In this Q-TWiST analysis, we integrated efficacy and safety endpoints, and found that patients on the sunitinib arm spent on average 27 more days with grade 3 or 4 treatment-related toxicity than patients on the IFN-α arm. For both treatment arms, the number of days during which a patient experienced toxicity was low compared with the time during which the average patient remained progression-free. This effect was more pronounced for the sunitinib arm; time spent without progression or toxicity was 151 days greater in the sunitinib than in the IFN-α arm. The Q-TWiST analysis provides a way by which we can compare PFS, overall survival, and time spent without toxicity in the two treatment arms in one metric.

Patients can value time spent in relapse and time spent undergoing active therapy differently. For the Q-TWiST analysis, we assigned a range of utility weights to reflect 25 such scenarios. A utility weight of one discounts zero days from a health state, while a utility weight of zero discounts all days from a health state. In our analysis, all utility combinations resulted in positive Q-TWiST treatment differences (sunitinib Q-TWiST–IFN-α Q-TWiST). The difference in scores ranged from 177 to 56 days. Interpreted another way, sunitinib had higher quality-adjusted survival times than IFN-α across the entire range of utility combinations.

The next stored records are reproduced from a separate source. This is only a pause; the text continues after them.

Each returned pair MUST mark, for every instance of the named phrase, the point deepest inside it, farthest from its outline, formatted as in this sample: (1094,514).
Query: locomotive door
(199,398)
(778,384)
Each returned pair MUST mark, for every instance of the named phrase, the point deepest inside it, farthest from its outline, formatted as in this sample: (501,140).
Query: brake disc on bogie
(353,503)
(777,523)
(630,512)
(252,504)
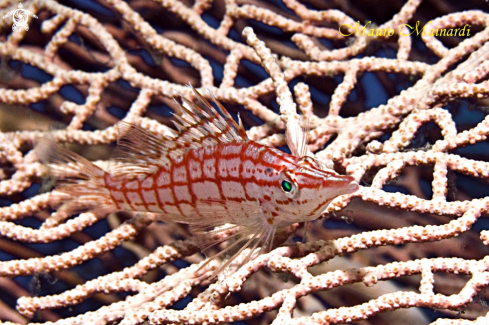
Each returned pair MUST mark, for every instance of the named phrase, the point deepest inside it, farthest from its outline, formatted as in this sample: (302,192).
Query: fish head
(307,189)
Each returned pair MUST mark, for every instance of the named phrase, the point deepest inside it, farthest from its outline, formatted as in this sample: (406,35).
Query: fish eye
(288,186)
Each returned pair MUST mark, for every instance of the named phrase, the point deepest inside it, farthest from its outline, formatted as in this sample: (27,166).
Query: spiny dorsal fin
(140,152)
(202,125)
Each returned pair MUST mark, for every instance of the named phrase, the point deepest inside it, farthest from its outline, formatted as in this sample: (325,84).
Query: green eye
(286,186)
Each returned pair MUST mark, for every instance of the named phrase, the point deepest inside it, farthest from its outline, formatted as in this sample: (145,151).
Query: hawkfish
(209,175)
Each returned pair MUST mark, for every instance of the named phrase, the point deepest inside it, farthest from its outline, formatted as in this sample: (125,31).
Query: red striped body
(246,173)
(208,175)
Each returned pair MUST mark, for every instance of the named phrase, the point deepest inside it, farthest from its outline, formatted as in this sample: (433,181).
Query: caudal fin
(80,184)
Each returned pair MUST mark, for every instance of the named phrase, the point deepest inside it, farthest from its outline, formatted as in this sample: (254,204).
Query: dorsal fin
(202,125)
(141,152)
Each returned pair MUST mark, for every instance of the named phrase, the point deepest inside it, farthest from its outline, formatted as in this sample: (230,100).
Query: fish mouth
(352,187)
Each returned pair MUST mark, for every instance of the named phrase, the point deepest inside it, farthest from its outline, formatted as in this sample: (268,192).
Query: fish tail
(80,184)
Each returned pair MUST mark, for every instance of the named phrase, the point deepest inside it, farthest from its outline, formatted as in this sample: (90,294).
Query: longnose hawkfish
(209,174)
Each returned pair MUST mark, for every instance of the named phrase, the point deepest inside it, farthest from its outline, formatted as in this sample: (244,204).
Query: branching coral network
(400,105)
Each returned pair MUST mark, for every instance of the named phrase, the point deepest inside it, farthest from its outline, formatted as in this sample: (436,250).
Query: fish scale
(208,175)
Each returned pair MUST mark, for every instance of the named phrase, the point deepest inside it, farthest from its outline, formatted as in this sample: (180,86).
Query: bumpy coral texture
(404,115)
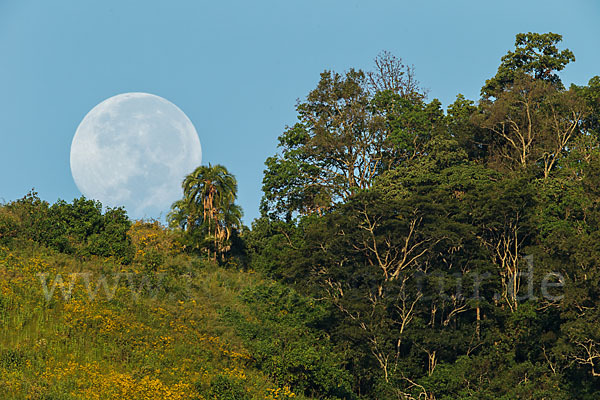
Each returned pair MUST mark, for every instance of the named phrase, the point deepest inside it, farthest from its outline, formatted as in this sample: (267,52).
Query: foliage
(208,212)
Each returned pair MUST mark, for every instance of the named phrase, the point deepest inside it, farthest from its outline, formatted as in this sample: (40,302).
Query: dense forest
(403,251)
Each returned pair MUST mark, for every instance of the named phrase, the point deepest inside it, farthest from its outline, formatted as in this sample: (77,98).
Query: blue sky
(236,68)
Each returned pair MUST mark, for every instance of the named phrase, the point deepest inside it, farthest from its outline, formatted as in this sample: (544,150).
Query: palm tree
(209,193)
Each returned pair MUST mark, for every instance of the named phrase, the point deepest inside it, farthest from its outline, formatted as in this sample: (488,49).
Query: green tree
(536,55)
(207,211)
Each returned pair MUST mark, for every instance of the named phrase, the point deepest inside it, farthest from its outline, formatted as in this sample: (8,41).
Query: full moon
(133,150)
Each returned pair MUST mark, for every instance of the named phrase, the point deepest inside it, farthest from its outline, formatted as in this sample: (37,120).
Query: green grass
(168,343)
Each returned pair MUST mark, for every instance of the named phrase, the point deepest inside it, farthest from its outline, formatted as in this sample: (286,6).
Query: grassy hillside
(167,325)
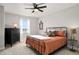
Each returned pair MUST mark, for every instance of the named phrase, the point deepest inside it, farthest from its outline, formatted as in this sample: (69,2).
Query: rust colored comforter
(45,45)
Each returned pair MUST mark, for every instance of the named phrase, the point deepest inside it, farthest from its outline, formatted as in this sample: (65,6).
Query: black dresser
(12,35)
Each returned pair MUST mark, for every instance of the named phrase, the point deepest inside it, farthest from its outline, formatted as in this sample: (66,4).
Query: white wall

Revicki et al (2006) recommended that differences in Q-TWiST equal to at least 10% of overall survival should be considered clinically meaningful. Based on the median overall survival of 26.4 months or 803 days in the sunitinib arm, a 10% or greater difference corresponds to 80 days or greater. In Table 2, Q-TWiST differences in all scenarios apart from five can be deemed as clinically important. Four of the five smallest differences occurred when time from progression to death or end of study was not discounted (REL weight=1), but time before progression was discounted (TOX weight <1).

In this Q-TWiST analysis, we used overall utility weights to reflect the average value patients place on time spent in relapse and time spent experiencing toxicity. However, it is possible that there is heterogeneity in how a specific patient would value time spent with toxicity and time spent from progression to death or end of study. Another limitation of our analysis is that patients progressing on IFN-α were given the choice to crossover to the sunitinib arm. This resulted in 25 patients switching to sunitinib during the study and could affect estimation of the REL health state for the IFN-α arm.

Q-TWiST methodology can provide useful advice on treatment choice when PFS differences are significant but overall survival differences are not, as is the case with the sunitinib vs IFN-α trial analysed herein. Applying Q-TWiST methodology to examine progression, overall survival, and toxicity as a single metric showed that sunitinib has a greater quality-adjusted survival time than IFN-α. For sunitinib patients, the greater amount of time spent with a toxicity is offset by far longer PFS. These results support the conclusion that sunitinib offers improved clinical and quality-of-life outcomes compared with IFN-α for mRCC patients.